И миновал такой же нелетный день…
Да когда же будет приказ? Ведь город — вот он! В отсветах вспышек видно даже, как откатывается ствол на лафете немецкого орудия, установленного на городской улице.
Но нет, лежи. И ни за что не выдавай себя!..
Второй
…День, похожий на что угодно — на рассвет, на сумерки, но никак не на день. Небо и землю застлал туман, он обволок сплошь все. Только торчат впереди ворота в поле.
Откуда они? Почему? Будто в страшной сказке — не к добру ведут голые ворота в чистом поле. Что за ними?
Но нет за ними ничего, и зря они заложены на засов. Так замкнул их хозяин, покидая дом: чтобы все осталось цело. А остались от дома одни ворота, замкнутые на нетронутый замок…
Немного впереди — окопы, окопчики, ямы побольше. Оттуда доносятся сдержанные простуженные голоса трех-четырех бойцов. Через несколько шагов — лунка на одного. Нет-нет боец из такой лунки окликнет товарища:
— Как, Миша, жив еще?
— Жив! Мне еще долго живым надо быть. Слушай, а у тебя спичек нет? Палю, палю — ни одна не горит. Вот сырость-то…
Прислушиваюсь: знакомый голос. Луневич!
Ползу к нему. Залезаю в яму. Он нисколько не удивлен встрече. То ли еще на войне бывает! Закуриваем. Дым махорки сытный, преющий. Несколько затяжек молчим — и я и Луневич. А затем он с неожиданной страстностью обращается ко мне:
— Вот опишите, товарищ писатель, эту степь…
— Какую степь?
Сквозь туман проступают холмы, черный мокрый кустарник.
— Ну, поле, все равно! — Он упрямо, по-хозяйски, поводит головой, окидывая взглядом всю впереди лежащую местность. — Опишите! Потому что возьмем мы эти Луки — и забудем сегодняшний день. А нельзя! Надо, чтобы взял я газетку — хоть после войны, хоть когда уже стариком буду, — и сразу узнал бы: и землю эту рыжую, и как в валенках маялся (а кто в сапогах был — как тому в сапогах было плохо!), и чтобы ворота эти вспомнил, — всё! И чтобы сказал я тогда: «Правильно, знаю я эту местность, такой она и была…»

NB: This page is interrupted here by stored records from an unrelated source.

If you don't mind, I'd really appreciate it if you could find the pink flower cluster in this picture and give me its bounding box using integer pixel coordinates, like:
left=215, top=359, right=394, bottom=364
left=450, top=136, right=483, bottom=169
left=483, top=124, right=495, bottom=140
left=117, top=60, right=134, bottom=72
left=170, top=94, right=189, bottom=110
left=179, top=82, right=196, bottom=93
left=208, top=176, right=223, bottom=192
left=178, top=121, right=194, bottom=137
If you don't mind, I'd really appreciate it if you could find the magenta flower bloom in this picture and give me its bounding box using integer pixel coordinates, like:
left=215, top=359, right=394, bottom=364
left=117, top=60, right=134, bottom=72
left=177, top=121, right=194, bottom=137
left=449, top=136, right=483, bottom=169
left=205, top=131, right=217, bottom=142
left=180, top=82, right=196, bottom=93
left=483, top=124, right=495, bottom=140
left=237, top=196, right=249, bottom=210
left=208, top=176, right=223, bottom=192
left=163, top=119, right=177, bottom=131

Он задумчиво и тепло смотрит на мятую бледно-зеленую травинку, которая, не веря негаданному счастью, вдруг показалась в декабре из-под стаявшего снега.
— Уж такую газетку не то чтобы искурить — в рамку вставлю!
А земля действительно рыжая. Ветер запорошил снег песком, снег осел и пожелтел. Как мы будем двигаться на штурм по этой каше? И как протянуть по ней орудия?
Но Луневич думает о другом. Он продолжает неспешно объяснять мне сущность моего писательского долга. Правда, излагает он эти мысли в извинительном тоне, словно и не утверждает ничего, а только спрашивает:
— Народ — он ведь и с писателя спросит. Верно? Ну, пусть, может, не мне доведется вспоминать про этот день — другому, все равно тот тоже захочет, чтобы все правильно было. Потому что если не так — стой! — никто уже не поверит. То есть тот не поверит, кто сам правду знает. Правильно я говорю?
— Думаю, да. Только меня, Луневич, сейчас другое интересует: как, по-вашему, возьмем город сразу?
— Кто знает… С ходу, наверно, не выйдет, он тут укрепился здорово. Но взять — возьмем. Потому что нельзя ж больше!